International Day of Commemoration in Memory of the Victims of the Holocaust marked with an Exhibition at the VIC and Film Screenings in Budapest and Vienna

Holocaust Memorial Event

Holocaust Memorial Event

Holocaust Memorial Event - Budapest

To commemorate the International Day of Commemoration in Memory of the Victims of the Holocaust on 27 January 2012, the United Nations Information Service (UNIS) Vienna in cooperation with Yad Layeled France, Yad Layeled Austria and The Holocaust and the United Nations Outreach Programme opened the exhibition "Following the path of a picture" in the Rotunda of the Vienna International Centre (VIC) on 23 January 2012.

In her speech at the opening of the exhibition, UNIS Vienna Officer-in-Charge Sonja Wintersberger highlighted the significance of this International Day: "On 27 January 1945, Auschwitz-Birkenau, the largest and most notorious of the Nazi death camps, where millions of men, women and children were brutally murdered during the Holocaust, was liberated. That is why this day was chosen by the United Nations General Assembly as the International Day of Commemoration in Memory of the Victims of the Holocaust."

At the opening ceremony, the Director of the Division for Policy Analysis and Public Affairs and Deputy Executive Director of United Nations Office on Drugs and Crime (UNODC) Sandeep Chawla, delivered the message of the Secretary-General for the International Day on behalf of the Director-General of the United Nations Office at Vienna (UNOV).
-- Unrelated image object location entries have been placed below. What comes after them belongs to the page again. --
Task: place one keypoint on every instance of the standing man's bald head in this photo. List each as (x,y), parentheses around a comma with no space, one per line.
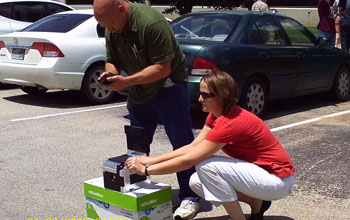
(112,14)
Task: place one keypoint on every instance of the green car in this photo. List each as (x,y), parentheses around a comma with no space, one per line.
(271,56)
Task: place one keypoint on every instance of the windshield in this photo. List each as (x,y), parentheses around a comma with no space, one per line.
(212,27)
(58,23)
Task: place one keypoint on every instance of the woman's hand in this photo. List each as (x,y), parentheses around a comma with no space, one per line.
(134,164)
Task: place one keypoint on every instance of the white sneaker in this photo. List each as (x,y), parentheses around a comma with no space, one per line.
(187,210)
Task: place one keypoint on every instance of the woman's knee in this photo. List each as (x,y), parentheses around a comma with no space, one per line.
(194,182)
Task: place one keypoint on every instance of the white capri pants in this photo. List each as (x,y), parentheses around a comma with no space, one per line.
(218,179)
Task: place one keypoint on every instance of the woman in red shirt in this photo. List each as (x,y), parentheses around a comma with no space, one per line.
(257,168)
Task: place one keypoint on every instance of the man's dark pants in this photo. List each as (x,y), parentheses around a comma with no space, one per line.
(171,107)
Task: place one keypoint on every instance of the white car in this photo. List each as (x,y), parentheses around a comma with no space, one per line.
(61,51)
(18,14)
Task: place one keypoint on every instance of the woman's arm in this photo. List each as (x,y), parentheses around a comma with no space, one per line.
(178,152)
(190,155)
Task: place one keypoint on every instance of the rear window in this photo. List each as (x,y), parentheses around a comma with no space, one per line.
(5,10)
(212,27)
(58,23)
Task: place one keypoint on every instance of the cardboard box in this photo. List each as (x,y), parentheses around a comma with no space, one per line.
(152,202)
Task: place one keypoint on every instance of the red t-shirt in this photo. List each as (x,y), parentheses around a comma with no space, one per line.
(249,139)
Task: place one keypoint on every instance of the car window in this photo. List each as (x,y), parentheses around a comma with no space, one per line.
(28,11)
(266,32)
(5,10)
(58,23)
(296,33)
(100,31)
(211,27)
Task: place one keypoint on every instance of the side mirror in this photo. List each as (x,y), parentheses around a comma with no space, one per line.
(323,42)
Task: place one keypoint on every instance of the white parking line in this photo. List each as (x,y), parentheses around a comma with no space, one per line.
(310,120)
(68,113)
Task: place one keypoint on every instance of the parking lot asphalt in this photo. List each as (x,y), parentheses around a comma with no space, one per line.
(49,145)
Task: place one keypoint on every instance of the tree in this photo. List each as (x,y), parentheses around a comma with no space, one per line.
(185,6)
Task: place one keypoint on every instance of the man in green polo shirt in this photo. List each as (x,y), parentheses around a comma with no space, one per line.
(140,42)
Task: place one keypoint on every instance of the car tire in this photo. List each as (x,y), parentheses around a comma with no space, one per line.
(341,85)
(254,96)
(91,90)
(32,90)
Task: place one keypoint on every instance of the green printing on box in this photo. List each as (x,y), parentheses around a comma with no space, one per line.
(156,197)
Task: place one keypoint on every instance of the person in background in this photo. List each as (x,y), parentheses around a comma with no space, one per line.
(256,169)
(260,5)
(335,13)
(140,42)
(326,25)
(344,17)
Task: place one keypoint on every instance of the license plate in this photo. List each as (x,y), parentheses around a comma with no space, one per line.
(17,53)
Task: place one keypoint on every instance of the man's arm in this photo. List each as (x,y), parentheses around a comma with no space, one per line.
(109,67)
(149,74)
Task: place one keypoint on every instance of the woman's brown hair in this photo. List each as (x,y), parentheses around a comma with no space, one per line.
(224,87)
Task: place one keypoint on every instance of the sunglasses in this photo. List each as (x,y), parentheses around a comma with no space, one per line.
(206,95)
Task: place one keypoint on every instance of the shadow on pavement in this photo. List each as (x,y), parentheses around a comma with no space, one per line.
(57,99)
(7,86)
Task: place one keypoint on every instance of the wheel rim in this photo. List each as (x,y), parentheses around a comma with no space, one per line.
(96,89)
(344,84)
(255,99)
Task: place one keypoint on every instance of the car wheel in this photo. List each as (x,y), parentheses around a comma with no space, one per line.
(341,86)
(254,96)
(91,90)
(32,90)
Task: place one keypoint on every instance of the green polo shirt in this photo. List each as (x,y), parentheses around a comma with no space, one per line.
(148,40)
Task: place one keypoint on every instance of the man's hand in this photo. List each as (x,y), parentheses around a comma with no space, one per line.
(133,164)
(115,81)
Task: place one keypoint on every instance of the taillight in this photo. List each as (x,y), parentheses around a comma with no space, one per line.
(2,44)
(202,66)
(47,49)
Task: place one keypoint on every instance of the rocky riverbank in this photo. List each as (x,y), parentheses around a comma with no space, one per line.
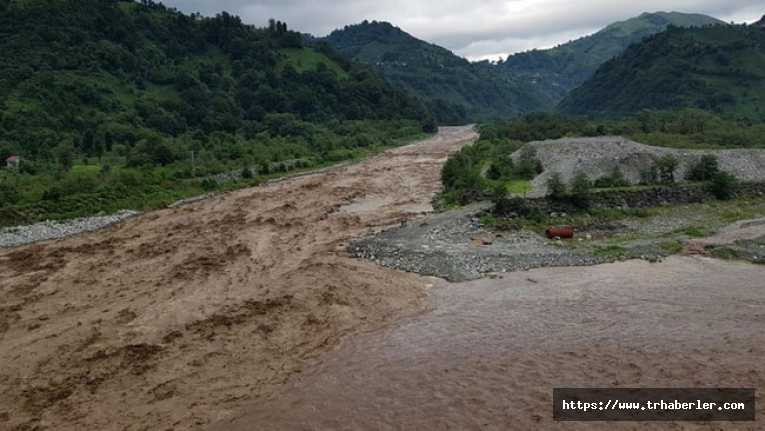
(456,246)
(453,245)
(47,230)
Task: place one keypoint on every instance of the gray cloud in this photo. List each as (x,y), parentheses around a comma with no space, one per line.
(477,29)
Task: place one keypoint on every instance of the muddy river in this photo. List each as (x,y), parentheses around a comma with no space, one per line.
(489,352)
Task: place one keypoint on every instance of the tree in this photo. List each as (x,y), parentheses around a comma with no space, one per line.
(498,193)
(494,172)
(65,156)
(8,194)
(429,125)
(247,173)
(667,165)
(580,189)
(529,165)
(556,188)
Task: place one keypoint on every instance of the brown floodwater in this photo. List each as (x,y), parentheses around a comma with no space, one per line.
(489,353)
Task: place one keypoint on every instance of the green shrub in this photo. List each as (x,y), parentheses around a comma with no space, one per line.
(723,185)
(704,170)
(667,165)
(247,173)
(556,188)
(8,194)
(580,190)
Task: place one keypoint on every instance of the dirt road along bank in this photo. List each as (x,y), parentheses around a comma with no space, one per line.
(180,317)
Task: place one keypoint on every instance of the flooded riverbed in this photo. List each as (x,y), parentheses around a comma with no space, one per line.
(490,352)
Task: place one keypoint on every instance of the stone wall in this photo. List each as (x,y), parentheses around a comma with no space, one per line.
(637,198)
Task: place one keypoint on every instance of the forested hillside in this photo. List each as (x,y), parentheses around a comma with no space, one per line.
(719,68)
(455,89)
(96,74)
(119,103)
(553,73)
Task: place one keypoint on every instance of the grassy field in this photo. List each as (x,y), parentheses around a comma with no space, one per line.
(304,59)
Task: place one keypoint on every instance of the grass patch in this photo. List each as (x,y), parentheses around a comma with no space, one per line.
(671,247)
(305,59)
(611,252)
(519,187)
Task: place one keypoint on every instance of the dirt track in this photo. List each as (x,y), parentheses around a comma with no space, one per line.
(180,317)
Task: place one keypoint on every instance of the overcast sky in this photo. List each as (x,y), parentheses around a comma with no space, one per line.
(476,29)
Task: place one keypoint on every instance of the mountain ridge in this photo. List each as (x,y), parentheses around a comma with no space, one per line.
(556,71)
(455,89)
(717,68)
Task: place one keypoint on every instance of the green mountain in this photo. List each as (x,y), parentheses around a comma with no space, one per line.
(553,73)
(100,74)
(455,89)
(716,68)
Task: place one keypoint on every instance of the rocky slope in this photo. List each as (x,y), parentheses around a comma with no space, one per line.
(598,157)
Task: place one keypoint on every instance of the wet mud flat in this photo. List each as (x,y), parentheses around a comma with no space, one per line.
(179,318)
(490,352)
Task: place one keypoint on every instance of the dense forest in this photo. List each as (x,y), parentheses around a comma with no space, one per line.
(485,170)
(553,73)
(718,68)
(113,103)
(455,90)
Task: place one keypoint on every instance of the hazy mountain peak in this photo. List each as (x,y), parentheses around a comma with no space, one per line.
(556,71)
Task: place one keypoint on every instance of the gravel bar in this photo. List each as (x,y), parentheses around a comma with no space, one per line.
(47,230)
There were also remarks by the Alternate Permanent Representative of Austria to the United Nations, Alois Kraut, the Deputy Permanent Representative of Israel to the United Nations (Vienna), Beth-Eden Kite, and the Chairman of the Ethnic Group Council for Romanies at the Austrian Federal Chancellery Professor Rudolf Sarközi.

At the end of the opening ceremony Milli Segal from Yad Layeled Austria introduced the exhibiton to Austria and emphasized that she felt especially satisfied that it is on display in the VIC after she has toured several Austrian schools and universities already. At its 10 th stop at the VIC, the traveling exhibition will be on display until 31 January 2012.
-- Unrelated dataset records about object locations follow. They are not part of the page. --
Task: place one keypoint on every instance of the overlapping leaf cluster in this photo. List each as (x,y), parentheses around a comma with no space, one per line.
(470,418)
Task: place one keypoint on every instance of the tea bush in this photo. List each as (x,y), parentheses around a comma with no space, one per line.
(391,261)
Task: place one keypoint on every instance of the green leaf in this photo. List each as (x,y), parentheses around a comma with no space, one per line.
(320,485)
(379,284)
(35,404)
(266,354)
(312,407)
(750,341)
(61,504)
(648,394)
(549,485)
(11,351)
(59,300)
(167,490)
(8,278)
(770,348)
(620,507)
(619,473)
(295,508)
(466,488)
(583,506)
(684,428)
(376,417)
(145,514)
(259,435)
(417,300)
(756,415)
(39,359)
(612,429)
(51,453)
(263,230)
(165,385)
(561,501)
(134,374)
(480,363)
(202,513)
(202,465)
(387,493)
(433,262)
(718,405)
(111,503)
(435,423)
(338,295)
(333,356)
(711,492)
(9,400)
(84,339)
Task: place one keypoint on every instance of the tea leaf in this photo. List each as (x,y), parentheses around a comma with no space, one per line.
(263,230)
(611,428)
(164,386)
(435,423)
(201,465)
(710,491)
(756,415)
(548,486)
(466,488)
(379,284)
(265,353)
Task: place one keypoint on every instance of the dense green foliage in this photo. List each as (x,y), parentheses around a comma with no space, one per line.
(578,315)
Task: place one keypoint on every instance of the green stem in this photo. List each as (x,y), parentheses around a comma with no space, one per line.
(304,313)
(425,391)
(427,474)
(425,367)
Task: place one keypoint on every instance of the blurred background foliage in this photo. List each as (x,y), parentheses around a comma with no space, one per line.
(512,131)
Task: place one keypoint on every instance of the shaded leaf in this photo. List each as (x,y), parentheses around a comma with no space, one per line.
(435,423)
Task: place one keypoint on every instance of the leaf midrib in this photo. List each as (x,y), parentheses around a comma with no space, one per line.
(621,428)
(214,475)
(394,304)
With the theme of his year's observance "Children and the Holocaust", the exhibition reveals the stories of ten Jewish children who survived the Holocaust. It gives an insight into one of the darkest periods of human history using archival materials such as photographs, drawings, documents, letters and personal objects that serve as witnesses of those times and events. It pays tribute to those individuals who saved children, and remembers those that did not survive the Nazi regime.

One-and-a-half million children perished in the Holocaust. Some managed to survive in hiding, others fled to safe havens before it was too late, while many others were sent to gas chambers immediately upon arrival at the death camps.

In addition to the exhibition, UNIS Vienna is screening three films at the VIC, including the OSCAR Winner 2000 for best documentary "Kindertransport - In eine fremde Welt / Into the Arms of Strangers - Stories of the Kindertransport" by Deborah Oppenheimer and "La Mémoire des Enfants - Die Kinder kamen nicht zurück" by Hannes Gellner and Thomas Draschan with opening remarks by Permanent Representative of Israel to the UN in Vienna, Ambassador Aviv Shir-On, and introductory remarks by film producer Hannes Gellner. The third movie "The Last Flight of Petr Ginz" by Sandy Dickson, Churchill Roberts, Cindy Hill and Cara Pilson, will be introduced by Karel Pažourek, Deputy Permanent Representative of the Czech Republic to the United Nations.

The film "The Last Flight of Petr Ginz" was also shown in Budapest at the Holocaust Memorial Centre in cooperation with UNIS Vienna on 17 January. The audience included secondary school students who participated in a competition project which was organized by the Memorial Centre. The screening took place at the final round of the competition.